The US used a “base trick” when it left out Soviet cosmonaut Yuri Gagarin from their Facebook post on the annivesary of his launch, Moscow said. The post was published on State Department’s Russian language page.
Russian diplomats slammed their US colleagues on Sunday, accusing them of spreading disinformation on Facebook.
The State Department sparked Moscow’s displeasure by posting a picture and a caption to mark the International Day of Human Space flight on their Russian-language profile, but failing to mention Soviet cosmonaut Yuri Gagarin, the first man to travel to space.

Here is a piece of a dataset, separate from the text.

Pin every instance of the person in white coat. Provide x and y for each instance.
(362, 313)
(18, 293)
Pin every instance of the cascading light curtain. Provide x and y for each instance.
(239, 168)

Gagarin was launched into orbit from the Baikonur cosmodrome in Kazakhstan on April 12, 1961, and landed safely in southwest Russia on the same day. His trip preceeded the American launch by over three weeks, and the International Day of Human Space Flight is now marked on its anniversary.
In their Sunday Facebook post, however, the US State Department published only a picture showing a stylized image of a rocket ship and the caption “The first human space flight was completed 59 years ago” in Russian.
In response, Russian Foreign Ministry posted a screenshot of the US post with a red arrow pointing to a headshot of Gagarin, and a line reading “We remind our State Department colleagues, the first man in space was called Yuri Alekseyevich Gagarin.” In the caption, they specify Gagarin was a Soviet cosmonaut.
“Not noting this is desinformation and a base trick of the post-truth era,” Russian diplomats wrote.
The State Department did not immediately respond.
Gagarin’s space flight was a massive propaganda boon for the Soviet Union and a blow to the US, with the two superpowers engaging in a race to develop space-era technology during the Cold War. Despite more restricted resources, the Soviet Union maintained a highly advanced space program, staying ahead of the US by launching the first artificial satelite in 1957, sending the first man into space in 1961, the first woman in 1963, and organizing the first space walk in 1965. However, the US managed to close the gap and overtake their rivals by organizing the first Moon landing in 1969.
Despite political tensoins, Moscow and Washington are now cooperating closely in staffing and maintaining the International Space Station, with Russian modules transporting US astronauts into orbit.